I don’t have any clue yet whether this will help with my mental health, and quite honestly, my brain is so prone to ups and downs (thank you, bi-polar II) that I might well think something has worked when I’m just on a natural high. We’ll see.

But honestly, the more interesting part of the experience had nothing to do with the needles or the broken English or the wall full of Chinese herbs. No, the best part of this story came as I was leaving home to head to the appointment…As I was leaving, my wife’s “small group” from our former church was arriving. It consists of three women around our age and one woman who is about twenty years their senior who “mentors” them. This very sweet and well-intentioned woman asked where I was headed, and when I told her, her face sprouted a concerned look. Then she said, “You need to pray for protection because acupuncture involves spirits, and you don’t want to open yourself up to an evil spirit.”

Having grown up in and around fundamentalist Christianity, I have heard this view expressed before. It’s basically religiously-justified xenophobia, the attitude being very much an us vs. them mentality: “Surely God can’t/won’t be involved in any Eastern methods of healing or hope. No, those versions of health come from evil spirits that the Real God is fighting against. But make sure you ask the Real God to help you in prayer; otherwise, he’ll just ignore your misfortune as you allow evil spirits to invade your unsuspecting body. Muhahahahaha!”
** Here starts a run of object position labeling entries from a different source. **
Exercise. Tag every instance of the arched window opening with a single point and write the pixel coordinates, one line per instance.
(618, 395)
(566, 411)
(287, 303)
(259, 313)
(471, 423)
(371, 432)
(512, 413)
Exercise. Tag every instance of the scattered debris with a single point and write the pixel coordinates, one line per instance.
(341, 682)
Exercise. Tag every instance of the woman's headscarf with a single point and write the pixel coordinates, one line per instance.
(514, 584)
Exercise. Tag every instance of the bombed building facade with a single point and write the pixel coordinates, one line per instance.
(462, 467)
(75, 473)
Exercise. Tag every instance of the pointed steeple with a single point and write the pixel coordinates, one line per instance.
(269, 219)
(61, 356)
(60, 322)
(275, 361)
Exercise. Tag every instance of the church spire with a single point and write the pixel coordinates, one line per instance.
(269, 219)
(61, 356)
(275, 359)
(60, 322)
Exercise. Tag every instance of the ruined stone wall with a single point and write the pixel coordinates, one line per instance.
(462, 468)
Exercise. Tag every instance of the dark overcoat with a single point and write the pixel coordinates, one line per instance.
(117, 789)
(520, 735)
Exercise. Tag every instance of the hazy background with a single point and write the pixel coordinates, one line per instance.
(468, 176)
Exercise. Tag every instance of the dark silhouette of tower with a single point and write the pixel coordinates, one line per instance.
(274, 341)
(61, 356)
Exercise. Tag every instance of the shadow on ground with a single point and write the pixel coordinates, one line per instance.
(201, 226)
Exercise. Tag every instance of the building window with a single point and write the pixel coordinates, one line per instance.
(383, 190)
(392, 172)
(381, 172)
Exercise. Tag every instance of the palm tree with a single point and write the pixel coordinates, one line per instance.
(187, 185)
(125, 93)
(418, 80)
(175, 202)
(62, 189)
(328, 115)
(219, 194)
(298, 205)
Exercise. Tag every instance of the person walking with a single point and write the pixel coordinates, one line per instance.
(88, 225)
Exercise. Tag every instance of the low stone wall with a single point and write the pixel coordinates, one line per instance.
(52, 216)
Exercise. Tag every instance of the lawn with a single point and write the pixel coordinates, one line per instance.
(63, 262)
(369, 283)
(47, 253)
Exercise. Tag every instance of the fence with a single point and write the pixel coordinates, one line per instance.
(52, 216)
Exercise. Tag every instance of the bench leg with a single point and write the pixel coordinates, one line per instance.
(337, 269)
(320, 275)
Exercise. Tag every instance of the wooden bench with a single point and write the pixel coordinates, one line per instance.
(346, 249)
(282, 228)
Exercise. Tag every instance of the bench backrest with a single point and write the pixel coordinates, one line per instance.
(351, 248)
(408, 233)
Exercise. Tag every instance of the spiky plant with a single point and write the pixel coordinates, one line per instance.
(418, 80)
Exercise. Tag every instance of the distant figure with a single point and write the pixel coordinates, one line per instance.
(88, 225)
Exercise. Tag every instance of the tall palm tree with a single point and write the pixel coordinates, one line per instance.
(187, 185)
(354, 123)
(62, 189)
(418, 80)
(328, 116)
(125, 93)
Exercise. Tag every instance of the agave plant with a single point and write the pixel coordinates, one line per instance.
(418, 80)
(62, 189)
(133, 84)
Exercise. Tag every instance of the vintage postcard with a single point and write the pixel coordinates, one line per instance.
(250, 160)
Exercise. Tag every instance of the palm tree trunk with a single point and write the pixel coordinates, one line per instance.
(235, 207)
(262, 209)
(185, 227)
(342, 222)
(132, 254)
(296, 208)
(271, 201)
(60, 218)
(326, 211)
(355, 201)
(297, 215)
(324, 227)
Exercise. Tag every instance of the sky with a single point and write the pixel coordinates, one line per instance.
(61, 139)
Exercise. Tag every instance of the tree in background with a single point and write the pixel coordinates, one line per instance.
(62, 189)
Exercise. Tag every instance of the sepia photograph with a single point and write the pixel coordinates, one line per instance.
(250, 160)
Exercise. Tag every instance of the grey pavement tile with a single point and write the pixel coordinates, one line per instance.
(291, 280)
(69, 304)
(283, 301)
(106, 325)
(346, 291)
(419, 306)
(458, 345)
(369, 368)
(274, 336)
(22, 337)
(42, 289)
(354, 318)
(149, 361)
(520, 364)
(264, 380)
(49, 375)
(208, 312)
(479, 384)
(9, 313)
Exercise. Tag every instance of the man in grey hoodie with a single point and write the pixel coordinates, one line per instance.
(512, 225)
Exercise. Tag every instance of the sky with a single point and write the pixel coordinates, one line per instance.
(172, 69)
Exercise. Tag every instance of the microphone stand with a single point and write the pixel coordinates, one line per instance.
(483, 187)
While I find the aforementioned ideas laughable these days, I’m also well aware that dogma is not unique to Christianity. Even the acupuncturist, from what I could understand, was espousing her own version of dogma. She boldly claimed that I should be off of all five medicines that I take with enough acupuncture treatment. If she’s right, I guess those evil spirits know what they’re doing. For now, my cynical self suspects that both ladies are wrong. I’m just hoping for a small step forward here, ladies. Is that too much to ask?!